Big Data, Social Publishing and the Grey Lady

Pirate walking the plankToday's big story, at least in Gotham, has to be Janet Robinson's surprise retirement announcement. The New York Times CEO spearheaded the paper's digital strategy, guiding it through the Times Select offering to the current paywall framework that counts even my household as a customer, albeit ipso facto, given a hard copy weekend edition that is more artifact than edifice.

 Amy Chozick's piece tells us that the Grey Lady "has been particularly aggressive under Ms. Robinson’s leadership in creating new digital products and has recently built an online subscription model that has performed much better than anticipated." Chozick, a newcomer to the Times encampment, broke the story on Twitter as well as "traditional" Web copy (i.e. - hours ahead of print). Perhaps they tapped her to write Robinson's professional obit precisely because of her newbie status...no emotional attachment, etc. What loyal staffer could describe with a straight face Robinson's recent meeting with her boss, Arthur Sulzberger, Jr., who "raised the issue of installing a different type of leadership at the company,"

Ouch.

Then again, Chozick's earlier piece on another senior departure at the LA Times set her up nicely as the designated chronicler of editorial seppuku. Who better to deliver the news than a cheerful refugee from Rupert Murdoch's Wall Street Journal?

Just kidding.

All this to set up the real story. Big Data is coming, and it's taking no prisoners. Last week, I successfully completed the out-of-body experience known as the Cloudera Developer Training for Apache Hadoop.

Don't worry.
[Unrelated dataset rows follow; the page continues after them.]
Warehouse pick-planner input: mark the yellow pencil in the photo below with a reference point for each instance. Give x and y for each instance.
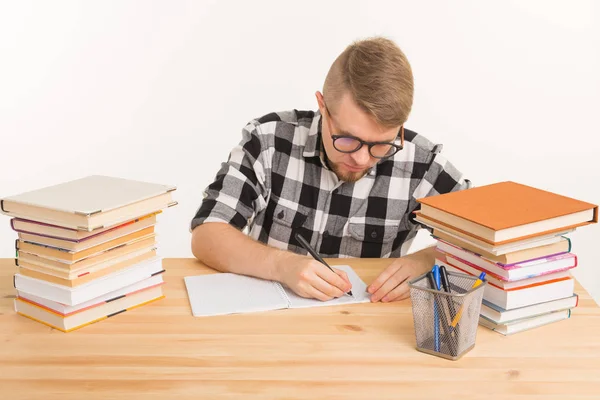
(478, 282)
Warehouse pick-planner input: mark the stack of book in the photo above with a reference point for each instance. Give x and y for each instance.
(86, 249)
(516, 235)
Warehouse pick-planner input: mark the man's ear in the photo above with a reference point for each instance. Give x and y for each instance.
(320, 101)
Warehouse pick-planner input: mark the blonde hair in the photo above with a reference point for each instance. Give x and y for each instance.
(378, 76)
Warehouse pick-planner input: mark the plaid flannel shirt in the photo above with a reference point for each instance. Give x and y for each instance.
(276, 183)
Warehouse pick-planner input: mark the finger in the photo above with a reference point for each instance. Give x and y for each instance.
(332, 278)
(344, 276)
(389, 285)
(383, 277)
(400, 292)
(314, 293)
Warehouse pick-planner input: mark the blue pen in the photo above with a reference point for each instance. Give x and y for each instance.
(436, 325)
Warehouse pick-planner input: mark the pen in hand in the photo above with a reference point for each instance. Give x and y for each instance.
(313, 253)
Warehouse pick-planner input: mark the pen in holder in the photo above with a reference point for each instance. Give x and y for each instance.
(446, 312)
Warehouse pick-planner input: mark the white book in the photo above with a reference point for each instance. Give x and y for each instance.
(67, 323)
(227, 293)
(497, 250)
(513, 273)
(501, 316)
(526, 323)
(89, 203)
(526, 296)
(87, 291)
(61, 308)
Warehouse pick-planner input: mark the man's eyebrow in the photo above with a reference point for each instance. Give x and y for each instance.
(346, 133)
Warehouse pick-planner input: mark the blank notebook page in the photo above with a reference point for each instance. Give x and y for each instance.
(226, 293)
(359, 293)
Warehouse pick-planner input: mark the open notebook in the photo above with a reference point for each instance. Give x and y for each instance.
(227, 293)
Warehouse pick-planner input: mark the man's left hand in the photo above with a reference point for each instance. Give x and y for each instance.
(392, 283)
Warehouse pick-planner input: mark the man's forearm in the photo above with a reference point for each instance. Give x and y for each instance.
(426, 256)
(226, 249)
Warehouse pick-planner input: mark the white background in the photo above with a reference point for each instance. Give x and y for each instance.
(159, 91)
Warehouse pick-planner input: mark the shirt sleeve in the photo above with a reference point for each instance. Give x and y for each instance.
(240, 188)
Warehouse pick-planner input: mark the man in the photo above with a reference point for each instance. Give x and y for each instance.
(345, 177)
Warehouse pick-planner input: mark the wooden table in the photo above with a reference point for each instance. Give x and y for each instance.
(366, 351)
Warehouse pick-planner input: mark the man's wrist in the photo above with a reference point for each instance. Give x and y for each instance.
(425, 256)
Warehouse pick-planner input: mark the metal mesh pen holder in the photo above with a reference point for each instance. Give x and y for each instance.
(446, 323)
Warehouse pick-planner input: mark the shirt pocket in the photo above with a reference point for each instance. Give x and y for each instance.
(288, 221)
(372, 238)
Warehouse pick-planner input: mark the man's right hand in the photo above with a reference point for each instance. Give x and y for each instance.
(309, 278)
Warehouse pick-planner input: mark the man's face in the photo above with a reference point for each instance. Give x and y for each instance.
(349, 120)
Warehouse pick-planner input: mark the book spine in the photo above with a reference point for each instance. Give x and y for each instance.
(569, 240)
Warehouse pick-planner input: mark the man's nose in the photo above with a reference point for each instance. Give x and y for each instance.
(362, 157)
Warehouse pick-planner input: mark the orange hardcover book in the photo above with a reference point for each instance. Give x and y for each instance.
(76, 256)
(506, 212)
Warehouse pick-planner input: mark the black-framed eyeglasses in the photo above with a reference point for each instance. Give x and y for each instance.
(351, 144)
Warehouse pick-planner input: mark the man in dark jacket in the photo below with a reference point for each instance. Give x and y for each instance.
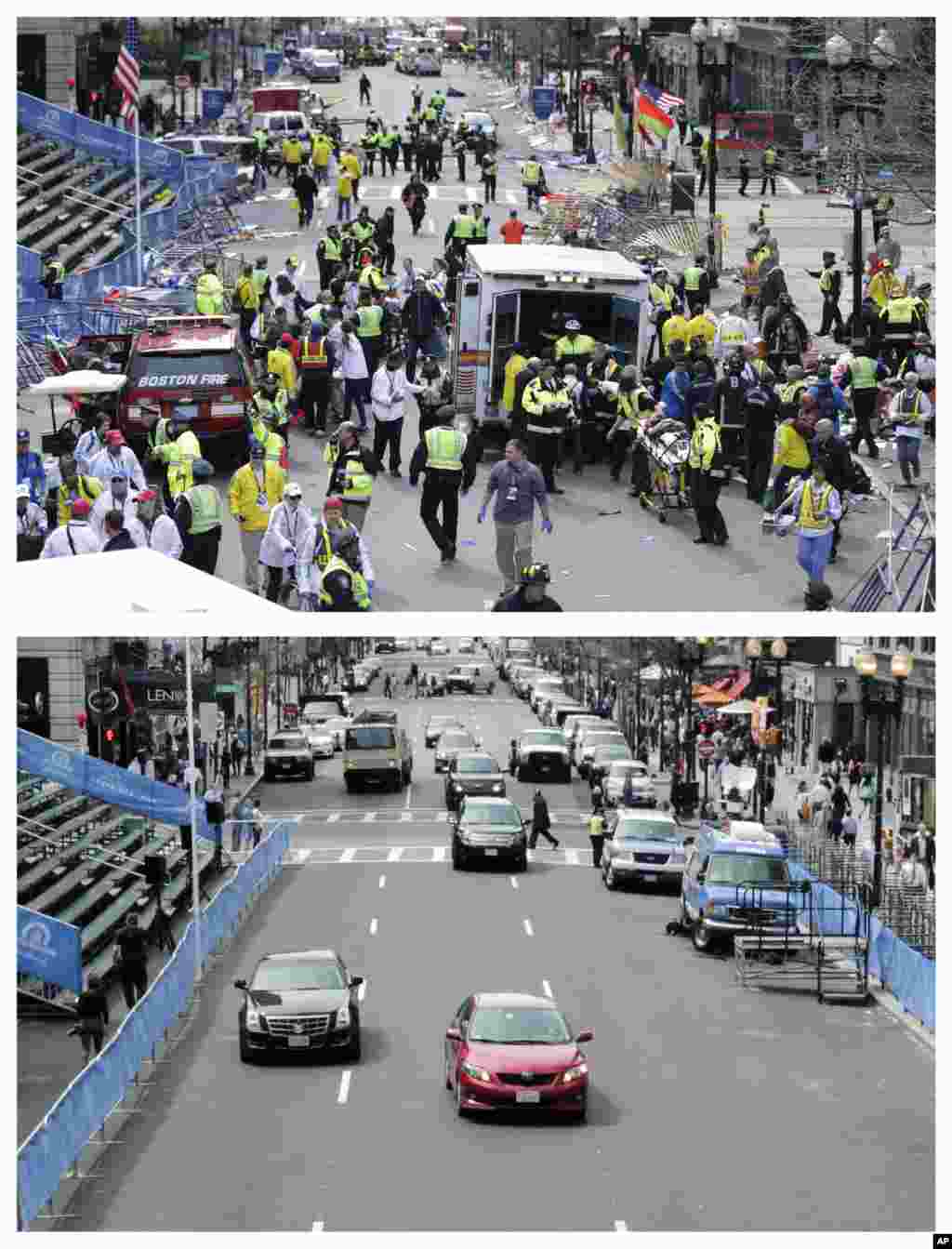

Six weeks ago, it was Greek to me as well.

As an open-source applications architect (you'll have to Google that one..:), I had kept Hadoop on my radar as an eventual to-do item, a distributed computing technology developed in the past few years and incubated at Yahoo, whose Sunnyvale campus was home to my middling development efforts around the same time.

Hadoop supports a Brobdingnagian approach to analytics, enabling data scientists to manipulate terabytes of information simultaneously, on hundreds or even thousands of computers. Problems that might take days, months or even years to solve in traditional linear fashion are now completed in minutes or hours at most. A gross simplification, but what is life without a bit of hyperbole?

So after four days cooped up in a windowless room with two dozen rocket scientists from Apple, Juniper, NetApp and assorted other Silicon Vally tribes, after the truly humbling discovery that my Java programming chops had not completely vanished, given my focus on the LAMP stack (ibid, Google), I took an online certification exam that left me quaking with self-doubt until the final message that I had passed. Mirabile dictu.

To paraphrase another journalistic icon, I have seen the future and it is big data. My earlier talk about vectors and the velocity of knowledge? As we say in New York, forget about it. Vectors are a fundamental element of statistical analysis. Data scientists are the new rock stars. Newspapers will morph into social publishers, or die trying. Yes, that's the hook. In a world now sadly without Christopher Hitchens, patterns of data generated by social gestures will govern the success of journalism, and all forms of publishing. Informed analytics, statistical models driven by machine learning, will resuscitate advertising. An Orwellian fantasy? Perhaps.

To quote Hitchens, whose Why Orwell Matters joins my growing reading list, "In whatever kind of a ‘race’ life may be, I have very abruptly become a finalist." Harsh medicine for anyone, especially publishers who ignore Big Data.